Durante su mortal agonía, Jesús contempló el aspecto deplorable del pecado. Vio cuán funesto es el pecado para los que lo cometen:
- La desnudez terrible del alma despojada de la gracia santificante;
- La pérdida de los derechos de la adopción divina o la herencia del reino celestial:
- Los títulos para la condenación eterna en los rigores del infierno;
- La compañía de los demonios en lugar de la de los ángeles;
- La turbación del desorden en lugar de la calma de la paz;
- Los gritos de odio en lugar de los cánticos de amor.
Jesús vio ante sus ojos todas estas consecuencias necesarias y terribles del pecado mortal.
Por esta causa, el rechazo del pecado, fuente de tantas desgracias, hierve en su Corazón Sacratísimo, lleno de justicia, de santidad y de amor.
El vino al mundo para restablecer la paz entre Dios y los hombres, para reintegrar a los hijos de la gran familia humana en la posesión de su patrimonio sobrenatural, y el pecado se opone a la realización de sus designios de amor.
Si nuestros pecados le fuesen ajenos, su pena sería menos profunda. Pero Jesús se ha propuesto detestar nuestros pecados y expiarlos como si fuesen suyos.

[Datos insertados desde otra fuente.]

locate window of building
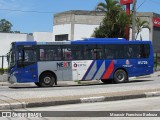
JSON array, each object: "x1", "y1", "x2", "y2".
[{"x1": 55, "y1": 34, "x2": 68, "y2": 41}]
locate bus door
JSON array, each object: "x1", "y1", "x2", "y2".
[{"x1": 17, "y1": 48, "x2": 38, "y2": 82}]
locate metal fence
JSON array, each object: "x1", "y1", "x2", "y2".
[
  {"x1": 0, "y1": 55, "x2": 8, "y2": 74},
  {"x1": 154, "y1": 53, "x2": 160, "y2": 71}
]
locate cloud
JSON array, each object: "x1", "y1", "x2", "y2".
[
  {"x1": 0, "y1": 0, "x2": 19, "y2": 9},
  {"x1": 0, "y1": 0, "x2": 30, "y2": 17}
]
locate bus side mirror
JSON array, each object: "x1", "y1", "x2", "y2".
[{"x1": 17, "y1": 60, "x2": 24, "y2": 68}]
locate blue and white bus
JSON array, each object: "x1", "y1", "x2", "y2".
[{"x1": 8, "y1": 38, "x2": 154, "y2": 87}]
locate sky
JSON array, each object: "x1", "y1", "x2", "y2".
[{"x1": 0, "y1": 0, "x2": 160, "y2": 33}]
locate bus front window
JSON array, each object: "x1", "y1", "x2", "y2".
[{"x1": 8, "y1": 51, "x2": 16, "y2": 69}]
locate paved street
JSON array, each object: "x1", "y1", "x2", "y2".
[
  {"x1": 1, "y1": 97, "x2": 160, "y2": 120},
  {"x1": 0, "y1": 76, "x2": 160, "y2": 110}
]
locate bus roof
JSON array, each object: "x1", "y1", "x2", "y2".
[{"x1": 13, "y1": 38, "x2": 151, "y2": 45}]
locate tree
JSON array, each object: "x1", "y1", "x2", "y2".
[
  {"x1": 92, "y1": 0, "x2": 130, "y2": 38},
  {"x1": 136, "y1": 17, "x2": 150, "y2": 40},
  {"x1": 0, "y1": 19, "x2": 12, "y2": 33}
]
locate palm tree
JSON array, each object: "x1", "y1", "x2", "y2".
[
  {"x1": 93, "y1": 0, "x2": 129, "y2": 38},
  {"x1": 136, "y1": 17, "x2": 150, "y2": 40},
  {"x1": 0, "y1": 19, "x2": 12, "y2": 32}
]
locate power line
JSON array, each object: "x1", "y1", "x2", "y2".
[
  {"x1": 136, "y1": 0, "x2": 146, "y2": 11},
  {"x1": 0, "y1": 9, "x2": 57, "y2": 14}
]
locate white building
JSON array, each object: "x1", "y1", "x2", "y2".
[
  {"x1": 53, "y1": 10, "x2": 160, "y2": 52},
  {"x1": 0, "y1": 32, "x2": 53, "y2": 68}
]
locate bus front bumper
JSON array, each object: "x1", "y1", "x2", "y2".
[{"x1": 8, "y1": 75, "x2": 17, "y2": 84}]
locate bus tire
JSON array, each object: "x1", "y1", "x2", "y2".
[
  {"x1": 101, "y1": 79, "x2": 113, "y2": 84},
  {"x1": 39, "y1": 72, "x2": 56, "y2": 87},
  {"x1": 114, "y1": 69, "x2": 128, "y2": 83}
]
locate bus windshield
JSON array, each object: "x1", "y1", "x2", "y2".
[{"x1": 8, "y1": 50, "x2": 16, "y2": 69}]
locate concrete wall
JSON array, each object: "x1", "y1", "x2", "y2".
[
  {"x1": 53, "y1": 10, "x2": 153, "y2": 40},
  {"x1": 0, "y1": 33, "x2": 33, "y2": 68},
  {"x1": 53, "y1": 10, "x2": 104, "y2": 40},
  {"x1": 33, "y1": 32, "x2": 53, "y2": 42},
  {"x1": 53, "y1": 24, "x2": 71, "y2": 41},
  {"x1": 74, "y1": 24, "x2": 99, "y2": 40}
]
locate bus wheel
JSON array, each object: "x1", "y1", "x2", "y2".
[
  {"x1": 39, "y1": 72, "x2": 56, "y2": 87},
  {"x1": 35, "y1": 82, "x2": 41, "y2": 87},
  {"x1": 114, "y1": 69, "x2": 128, "y2": 83},
  {"x1": 101, "y1": 79, "x2": 113, "y2": 84}
]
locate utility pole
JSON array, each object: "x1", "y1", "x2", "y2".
[{"x1": 132, "y1": 0, "x2": 137, "y2": 40}]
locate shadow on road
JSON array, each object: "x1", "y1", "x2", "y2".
[{"x1": 9, "y1": 79, "x2": 153, "y2": 89}]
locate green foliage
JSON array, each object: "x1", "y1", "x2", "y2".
[
  {"x1": 0, "y1": 68, "x2": 8, "y2": 74},
  {"x1": 0, "y1": 19, "x2": 12, "y2": 33},
  {"x1": 92, "y1": 0, "x2": 131, "y2": 38},
  {"x1": 136, "y1": 17, "x2": 150, "y2": 40}
]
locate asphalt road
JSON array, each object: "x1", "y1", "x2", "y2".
[
  {"x1": 0, "y1": 77, "x2": 160, "y2": 99},
  {"x1": 2, "y1": 97, "x2": 160, "y2": 120}
]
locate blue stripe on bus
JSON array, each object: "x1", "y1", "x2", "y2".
[
  {"x1": 82, "y1": 60, "x2": 95, "y2": 80},
  {"x1": 100, "y1": 60, "x2": 112, "y2": 79},
  {"x1": 92, "y1": 60, "x2": 104, "y2": 80}
]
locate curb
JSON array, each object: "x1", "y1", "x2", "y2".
[{"x1": 0, "y1": 91, "x2": 160, "y2": 110}]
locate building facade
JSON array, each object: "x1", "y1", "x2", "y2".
[{"x1": 53, "y1": 10, "x2": 160, "y2": 52}]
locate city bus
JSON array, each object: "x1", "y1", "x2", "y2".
[{"x1": 8, "y1": 38, "x2": 154, "y2": 87}]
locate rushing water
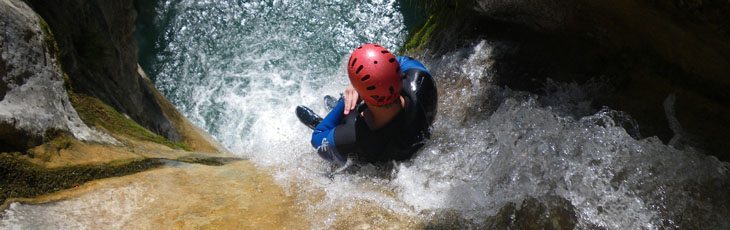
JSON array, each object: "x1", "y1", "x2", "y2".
[
  {"x1": 2, "y1": 0, "x2": 730, "y2": 229},
  {"x1": 141, "y1": 0, "x2": 730, "y2": 229}
]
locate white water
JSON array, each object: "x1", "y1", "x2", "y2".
[{"x1": 2, "y1": 0, "x2": 730, "y2": 229}]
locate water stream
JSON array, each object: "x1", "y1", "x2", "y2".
[{"x1": 2, "y1": 0, "x2": 730, "y2": 229}]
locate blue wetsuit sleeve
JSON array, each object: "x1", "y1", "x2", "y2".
[
  {"x1": 311, "y1": 99, "x2": 347, "y2": 164},
  {"x1": 397, "y1": 56, "x2": 431, "y2": 75}
]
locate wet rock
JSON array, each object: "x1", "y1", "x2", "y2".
[
  {"x1": 28, "y1": 0, "x2": 184, "y2": 141},
  {"x1": 0, "y1": 0, "x2": 116, "y2": 151}
]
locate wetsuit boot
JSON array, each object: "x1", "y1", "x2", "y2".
[{"x1": 296, "y1": 105, "x2": 322, "y2": 130}]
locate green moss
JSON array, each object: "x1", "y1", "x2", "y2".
[
  {"x1": 403, "y1": 15, "x2": 439, "y2": 52},
  {"x1": 401, "y1": 0, "x2": 468, "y2": 53},
  {"x1": 69, "y1": 93, "x2": 190, "y2": 151},
  {"x1": 0, "y1": 153, "x2": 163, "y2": 204},
  {"x1": 176, "y1": 155, "x2": 241, "y2": 166},
  {"x1": 37, "y1": 15, "x2": 61, "y2": 61}
]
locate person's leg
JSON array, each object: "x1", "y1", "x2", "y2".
[
  {"x1": 324, "y1": 95, "x2": 338, "y2": 111},
  {"x1": 296, "y1": 105, "x2": 322, "y2": 129}
]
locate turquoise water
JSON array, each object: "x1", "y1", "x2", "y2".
[{"x1": 135, "y1": 0, "x2": 730, "y2": 229}]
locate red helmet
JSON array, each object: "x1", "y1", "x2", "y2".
[{"x1": 347, "y1": 43, "x2": 401, "y2": 106}]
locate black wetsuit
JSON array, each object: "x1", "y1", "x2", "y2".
[{"x1": 311, "y1": 57, "x2": 438, "y2": 164}]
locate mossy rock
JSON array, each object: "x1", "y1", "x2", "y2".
[
  {"x1": 0, "y1": 153, "x2": 163, "y2": 203},
  {"x1": 69, "y1": 93, "x2": 190, "y2": 151}
]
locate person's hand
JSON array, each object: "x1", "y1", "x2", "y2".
[{"x1": 345, "y1": 85, "x2": 360, "y2": 115}]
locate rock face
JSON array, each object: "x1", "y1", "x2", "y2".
[
  {"x1": 412, "y1": 0, "x2": 730, "y2": 161},
  {"x1": 0, "y1": 0, "x2": 116, "y2": 151},
  {"x1": 22, "y1": 0, "x2": 183, "y2": 141}
]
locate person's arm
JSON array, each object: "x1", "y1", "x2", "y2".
[
  {"x1": 311, "y1": 100, "x2": 347, "y2": 164},
  {"x1": 344, "y1": 85, "x2": 360, "y2": 115},
  {"x1": 396, "y1": 56, "x2": 431, "y2": 75}
]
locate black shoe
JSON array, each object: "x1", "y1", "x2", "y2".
[
  {"x1": 324, "y1": 95, "x2": 338, "y2": 111},
  {"x1": 296, "y1": 105, "x2": 322, "y2": 129}
]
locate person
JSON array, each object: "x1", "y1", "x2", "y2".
[{"x1": 296, "y1": 43, "x2": 438, "y2": 165}]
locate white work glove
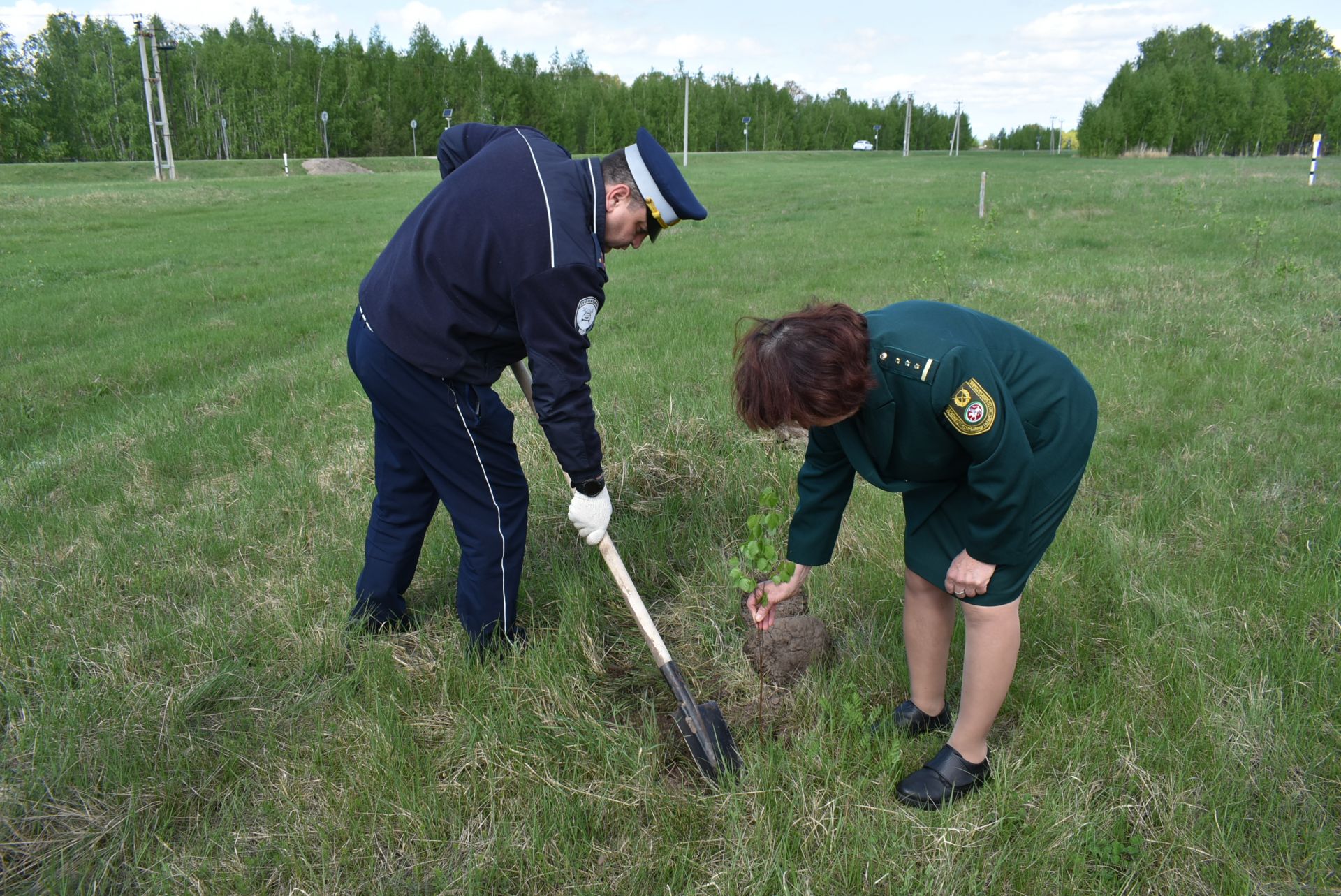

Se ha constituido en nuestra Cabeza y nosotros somos sus miembros.
Ante la justicia divina, Jesús ocupa nuestro lugar y sufre por nosotros el castigo que nuestros pecados merecen. Representante de la humanidad culpable, Jesús no puede desentenderse de las tristes consecuencias de nuestras faltas. En su Corazón encontramos nosotros la justicia y la misericordia que nos salvan.
Acudir a este asilo de paz y de reconciliación es un alivio para todas las almas que gimen bajo el dolor y la angustia del pecado y de sus funestas consecuencias.